Le indagini hanno rivelato che le vittime venivano prese di mira per motivi futili o, in alcuni casi, senza alcuna apparente ragione. Gli episodi di violenza si verificavano in contesti di svago e divertimento, trasformando le serate in discoteca in momenti di paura e insicurezza per molti giovani frequentatori.

Nel contesto dell’operazione, oltre agli arresti, sono stati notificati ai sei membri della gang altrettanti D.A.Spo. “Willy”, misure restrittive emesse dal Questore di Catania. Questi provvedimenti, noti come Divieto di Accesso alle manifestazioni Sportive (estesi anche a contesti di intrattenimento come le discoteche), mirano a impedire ai destinatari di frequentare i locali notturni e altri luoghi pubblici per un determinato periodo di tempo, nel tentativo di prevenire ulteriori episodi di violenza.
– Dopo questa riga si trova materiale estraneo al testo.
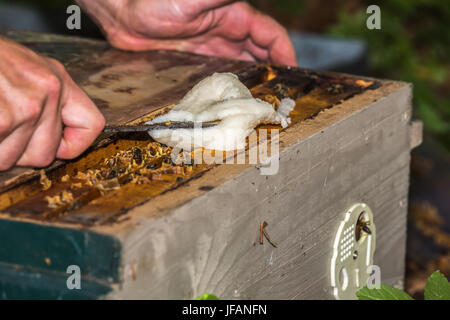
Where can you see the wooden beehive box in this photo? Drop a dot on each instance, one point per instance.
(189, 230)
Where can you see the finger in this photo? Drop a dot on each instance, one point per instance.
(195, 7)
(82, 119)
(44, 142)
(259, 53)
(13, 146)
(263, 31)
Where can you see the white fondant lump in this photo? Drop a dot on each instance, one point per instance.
(219, 97)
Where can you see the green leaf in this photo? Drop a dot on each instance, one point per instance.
(384, 293)
(437, 287)
(207, 296)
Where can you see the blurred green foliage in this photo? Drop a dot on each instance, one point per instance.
(412, 45)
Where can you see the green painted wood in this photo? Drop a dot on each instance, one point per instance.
(37, 285)
(34, 259)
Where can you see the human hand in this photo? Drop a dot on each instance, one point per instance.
(213, 27)
(38, 98)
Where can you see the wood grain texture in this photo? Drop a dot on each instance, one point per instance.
(206, 244)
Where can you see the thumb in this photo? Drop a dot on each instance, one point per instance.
(83, 122)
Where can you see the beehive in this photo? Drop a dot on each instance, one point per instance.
(140, 226)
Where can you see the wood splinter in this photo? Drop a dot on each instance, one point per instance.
(263, 233)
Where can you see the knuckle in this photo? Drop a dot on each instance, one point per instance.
(5, 166)
(32, 110)
(6, 122)
(52, 84)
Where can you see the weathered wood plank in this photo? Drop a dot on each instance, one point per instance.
(206, 245)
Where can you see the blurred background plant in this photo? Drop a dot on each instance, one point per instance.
(413, 45)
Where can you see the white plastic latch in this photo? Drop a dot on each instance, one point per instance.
(353, 249)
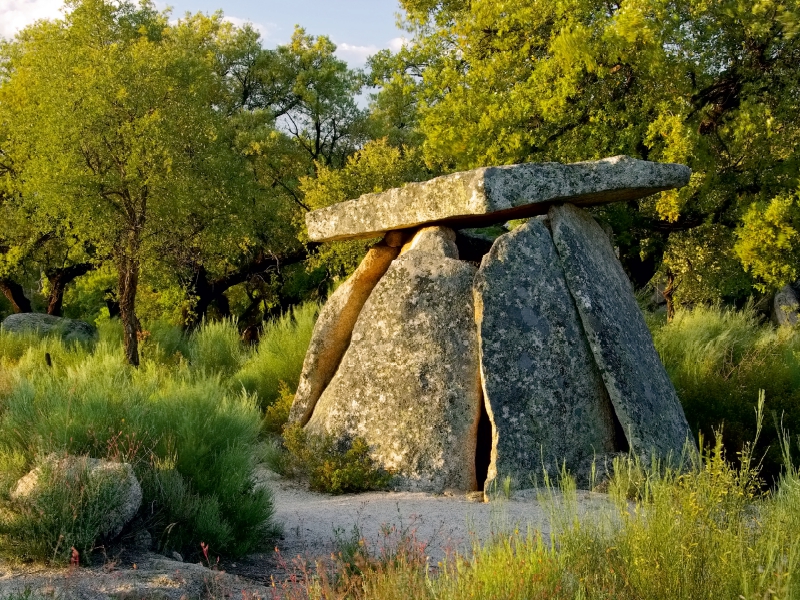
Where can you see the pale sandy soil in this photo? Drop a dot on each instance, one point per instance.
(314, 524)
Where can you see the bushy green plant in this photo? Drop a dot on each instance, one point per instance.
(280, 354)
(699, 532)
(190, 440)
(332, 465)
(215, 348)
(718, 359)
(64, 514)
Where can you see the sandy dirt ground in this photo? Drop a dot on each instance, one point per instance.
(314, 526)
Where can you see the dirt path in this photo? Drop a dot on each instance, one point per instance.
(314, 525)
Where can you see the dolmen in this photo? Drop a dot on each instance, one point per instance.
(464, 360)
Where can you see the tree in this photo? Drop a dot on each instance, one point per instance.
(710, 84)
(112, 113)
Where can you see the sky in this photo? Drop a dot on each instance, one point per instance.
(359, 28)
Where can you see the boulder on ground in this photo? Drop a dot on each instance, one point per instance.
(332, 330)
(642, 394)
(544, 394)
(128, 492)
(786, 307)
(409, 383)
(69, 329)
(493, 195)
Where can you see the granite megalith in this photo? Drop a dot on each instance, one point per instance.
(644, 399)
(492, 195)
(463, 353)
(543, 392)
(332, 330)
(408, 383)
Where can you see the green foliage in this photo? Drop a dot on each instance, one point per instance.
(769, 241)
(277, 414)
(215, 348)
(718, 360)
(376, 167)
(65, 511)
(331, 465)
(709, 84)
(695, 533)
(191, 442)
(279, 357)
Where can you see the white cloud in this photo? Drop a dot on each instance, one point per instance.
(16, 14)
(266, 31)
(355, 56)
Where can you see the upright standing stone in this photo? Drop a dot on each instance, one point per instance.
(332, 330)
(644, 399)
(544, 394)
(409, 383)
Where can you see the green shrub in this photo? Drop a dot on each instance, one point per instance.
(66, 511)
(719, 359)
(280, 354)
(277, 414)
(191, 442)
(215, 348)
(702, 532)
(331, 465)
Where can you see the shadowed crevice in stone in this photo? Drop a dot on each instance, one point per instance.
(547, 401)
(483, 449)
(644, 399)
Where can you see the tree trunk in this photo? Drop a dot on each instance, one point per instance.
(667, 293)
(16, 295)
(128, 282)
(59, 279)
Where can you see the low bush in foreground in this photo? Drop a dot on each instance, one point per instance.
(703, 532)
(331, 465)
(190, 439)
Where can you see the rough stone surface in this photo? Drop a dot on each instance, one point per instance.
(409, 382)
(436, 240)
(643, 397)
(786, 307)
(544, 394)
(71, 468)
(493, 195)
(333, 328)
(68, 329)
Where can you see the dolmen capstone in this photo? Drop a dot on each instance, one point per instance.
(463, 360)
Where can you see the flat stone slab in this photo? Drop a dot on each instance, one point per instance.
(494, 194)
(409, 383)
(545, 397)
(644, 399)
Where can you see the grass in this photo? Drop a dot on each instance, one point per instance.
(704, 531)
(184, 420)
(718, 360)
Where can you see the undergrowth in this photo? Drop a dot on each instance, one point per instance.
(704, 531)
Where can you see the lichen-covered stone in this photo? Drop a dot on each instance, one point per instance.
(436, 240)
(544, 394)
(409, 383)
(68, 329)
(643, 397)
(786, 307)
(332, 330)
(492, 195)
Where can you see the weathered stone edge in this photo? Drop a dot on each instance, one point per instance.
(493, 194)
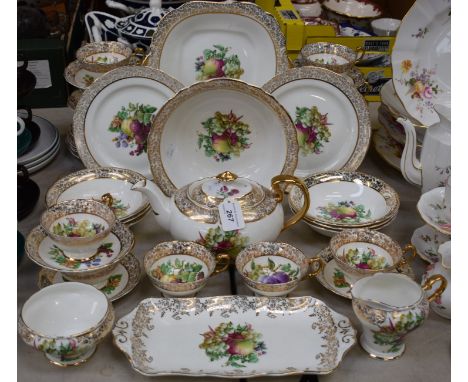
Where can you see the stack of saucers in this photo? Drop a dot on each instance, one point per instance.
(342, 200)
(110, 185)
(81, 240)
(44, 150)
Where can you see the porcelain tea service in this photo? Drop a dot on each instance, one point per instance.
(274, 269)
(66, 322)
(192, 212)
(389, 306)
(433, 169)
(181, 269)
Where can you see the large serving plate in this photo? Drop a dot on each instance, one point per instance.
(221, 125)
(96, 183)
(201, 40)
(421, 59)
(330, 116)
(113, 117)
(234, 336)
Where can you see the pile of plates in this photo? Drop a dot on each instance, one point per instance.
(44, 150)
(342, 200)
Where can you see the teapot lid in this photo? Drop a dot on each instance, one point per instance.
(200, 200)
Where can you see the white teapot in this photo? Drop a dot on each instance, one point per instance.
(434, 167)
(192, 212)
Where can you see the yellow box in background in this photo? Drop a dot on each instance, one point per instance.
(298, 34)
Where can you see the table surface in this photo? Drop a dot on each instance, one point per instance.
(427, 356)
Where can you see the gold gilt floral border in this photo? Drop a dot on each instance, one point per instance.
(193, 8)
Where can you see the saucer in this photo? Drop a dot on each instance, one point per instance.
(338, 281)
(433, 211)
(80, 77)
(426, 241)
(122, 280)
(44, 252)
(389, 149)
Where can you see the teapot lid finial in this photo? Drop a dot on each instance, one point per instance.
(226, 176)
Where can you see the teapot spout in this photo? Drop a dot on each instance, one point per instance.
(160, 203)
(410, 165)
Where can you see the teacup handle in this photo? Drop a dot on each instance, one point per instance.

L’operazione rappresenta un importante passo nella lotta contro la criminalità giovanile e le violenze legate alla movida notturna, evidenziando l’impegno delle forze dell’ordine nel garantire la sicurezza dei cittadini e dei luoghi di ritrovo.

Le autorità invitano chiunque abbia subito o sia stato testimone di episodi simili a collaborare con le forze dell’ordine, fornendo informazioni utili per prevenire ulteriori atti di violenza e assicurare alla giustizia i responsabili.